Oh, Jami, I have to say I've never met Diesel but I love him. He sounds like a riot. I've never had two dogs before but try to remember that 1 year old isn't very old especially for a male. Plus he's sooo excited to have a little sister now! So, I know if I were in your shoes I'd be mad, so it's easy to say this but try to laugh at Diesel (only when he's not looking of course!!).

I understand what you mean about him listening to your boyfriend more than he does you. Emmy's the same way. She follows my hubby's commands to the T but she'll push my limits. He can take her out without a leash and she stays as though she has one on... she would run from me so fast it isn't funny. Most nights when I get to bed, she's already there and I'll beg her and push on her to move for me to get in and sometimes it takes my hubby saying 'Emmy, come' for her to move over so I can get in bed. ((Sometimes we fight like sisters...))
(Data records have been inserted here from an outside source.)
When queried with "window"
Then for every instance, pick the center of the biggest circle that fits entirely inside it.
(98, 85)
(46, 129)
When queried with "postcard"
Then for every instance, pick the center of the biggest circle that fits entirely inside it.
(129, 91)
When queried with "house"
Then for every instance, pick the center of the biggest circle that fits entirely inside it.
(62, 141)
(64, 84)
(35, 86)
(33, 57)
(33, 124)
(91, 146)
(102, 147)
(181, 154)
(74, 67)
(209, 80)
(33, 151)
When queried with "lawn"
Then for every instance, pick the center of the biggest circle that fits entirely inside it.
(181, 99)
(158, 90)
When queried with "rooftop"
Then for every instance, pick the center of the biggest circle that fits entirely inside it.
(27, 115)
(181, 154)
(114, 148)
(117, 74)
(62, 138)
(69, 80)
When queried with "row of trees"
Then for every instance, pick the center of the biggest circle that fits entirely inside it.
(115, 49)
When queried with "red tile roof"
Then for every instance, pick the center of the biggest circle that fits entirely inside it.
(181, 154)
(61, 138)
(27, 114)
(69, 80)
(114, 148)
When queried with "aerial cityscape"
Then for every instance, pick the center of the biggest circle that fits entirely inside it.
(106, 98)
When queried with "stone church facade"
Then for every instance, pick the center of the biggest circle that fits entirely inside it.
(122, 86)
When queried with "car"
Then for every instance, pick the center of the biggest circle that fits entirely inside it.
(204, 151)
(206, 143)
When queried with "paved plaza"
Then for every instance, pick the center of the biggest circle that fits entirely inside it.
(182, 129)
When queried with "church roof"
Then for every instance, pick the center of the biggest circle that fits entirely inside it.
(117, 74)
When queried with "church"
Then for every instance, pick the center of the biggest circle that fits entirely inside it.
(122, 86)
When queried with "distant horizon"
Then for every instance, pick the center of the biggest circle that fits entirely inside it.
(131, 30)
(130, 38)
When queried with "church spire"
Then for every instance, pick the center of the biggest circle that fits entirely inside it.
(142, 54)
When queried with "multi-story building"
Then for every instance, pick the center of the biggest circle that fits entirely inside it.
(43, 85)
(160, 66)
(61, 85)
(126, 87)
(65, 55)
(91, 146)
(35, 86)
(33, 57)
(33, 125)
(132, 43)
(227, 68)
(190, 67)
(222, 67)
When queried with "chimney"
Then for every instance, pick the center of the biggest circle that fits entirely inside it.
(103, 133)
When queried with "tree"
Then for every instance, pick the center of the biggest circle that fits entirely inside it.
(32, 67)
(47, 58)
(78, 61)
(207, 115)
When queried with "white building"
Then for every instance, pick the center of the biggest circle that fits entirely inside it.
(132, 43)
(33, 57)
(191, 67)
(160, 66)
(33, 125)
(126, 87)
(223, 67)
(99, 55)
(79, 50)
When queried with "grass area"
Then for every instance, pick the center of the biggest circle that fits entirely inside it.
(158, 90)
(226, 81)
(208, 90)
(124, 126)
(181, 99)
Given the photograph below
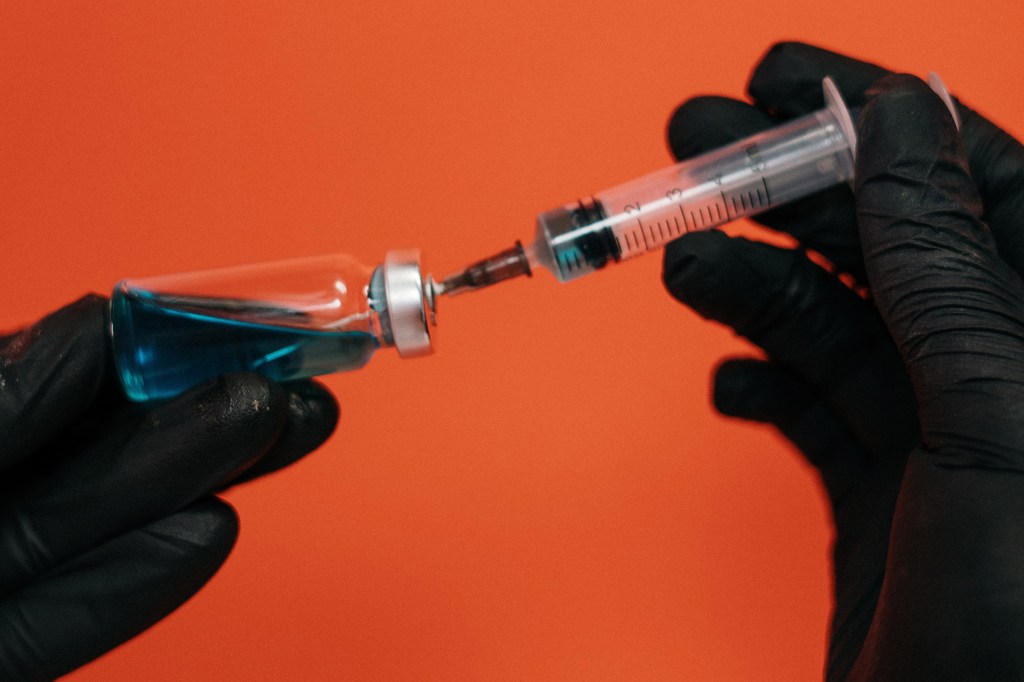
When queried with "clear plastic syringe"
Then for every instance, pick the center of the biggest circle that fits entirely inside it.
(741, 179)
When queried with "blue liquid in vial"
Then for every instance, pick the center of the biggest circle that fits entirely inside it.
(162, 350)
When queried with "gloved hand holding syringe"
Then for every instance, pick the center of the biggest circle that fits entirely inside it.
(312, 316)
(750, 176)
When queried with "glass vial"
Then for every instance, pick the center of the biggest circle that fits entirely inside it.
(285, 320)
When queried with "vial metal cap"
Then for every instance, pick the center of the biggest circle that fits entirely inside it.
(410, 304)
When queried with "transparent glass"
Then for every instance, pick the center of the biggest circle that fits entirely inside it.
(285, 320)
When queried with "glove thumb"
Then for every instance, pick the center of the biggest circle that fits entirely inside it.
(954, 308)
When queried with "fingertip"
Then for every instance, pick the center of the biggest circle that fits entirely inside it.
(904, 120)
(690, 260)
(706, 123)
(244, 401)
(787, 79)
(210, 523)
(312, 417)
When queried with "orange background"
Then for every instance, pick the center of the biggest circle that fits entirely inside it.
(550, 497)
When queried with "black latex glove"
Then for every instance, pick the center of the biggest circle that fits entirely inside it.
(107, 518)
(839, 387)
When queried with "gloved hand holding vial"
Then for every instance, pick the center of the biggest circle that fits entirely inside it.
(300, 318)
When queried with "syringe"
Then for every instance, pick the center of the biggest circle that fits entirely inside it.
(743, 178)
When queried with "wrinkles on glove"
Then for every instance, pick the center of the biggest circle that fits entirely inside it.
(146, 469)
(954, 307)
(806, 321)
(50, 373)
(110, 593)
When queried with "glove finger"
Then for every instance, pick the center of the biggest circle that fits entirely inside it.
(51, 373)
(765, 392)
(824, 221)
(113, 592)
(996, 163)
(787, 80)
(312, 416)
(175, 455)
(954, 308)
(806, 321)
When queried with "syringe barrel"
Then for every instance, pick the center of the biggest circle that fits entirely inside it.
(740, 179)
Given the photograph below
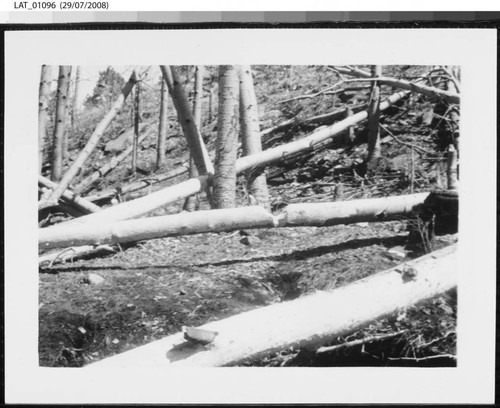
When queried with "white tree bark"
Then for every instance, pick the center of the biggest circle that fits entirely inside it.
(45, 78)
(91, 143)
(136, 208)
(191, 132)
(309, 321)
(71, 198)
(308, 214)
I'll stop rambling now....this is all new for Diesel, too, and I would guess it's much like children. You bring a new baby in the house and some little ones will do whatever it takes to steal the show!!


----------



## lovealways_jami (Apr 17, 2007)

Emmysourgolden said:


> Oh, Jami, I have to say I've never met Diesel but I love him. He sounds like a riot. I've never had two dogs before but try to remember that 1 year old isn't very old especially for a male. Plus he's sooo excited to have a little sister now! So, I know if I were in your shoes I'd be mad, so it's easy to say this but try to laugh at Diesel (only when he's not looking of course!!).
> 
> I understand what you mean about him listening to your boyfriend more than he does you. Emmy's the same way. She follows my hubby's commands to the T but she'll push my limits. He can take her out without a leash and she stays as though she has one on... she would run from me so fast it isn't funny. Most nights when I get to bed, she's already there and I'll beg her and push on her to move for me to get in and sometimes it takes my hubby saying 'Emmy, come' for her to move over so I can get in bed. ((Sometimes we fight like sisters...))
> 
> I'll stop rambling now....this is all new for Diesel, too, and I would guess it's much like children. You bring a new baby in the house and some little ones will do whatever it takes to steal the show!!


Well he is doing much better now after adjusting to her. They even will lay down together which was unheard of the first week! Thanks for everyones GREAT advice!! It was def. a big help!


----------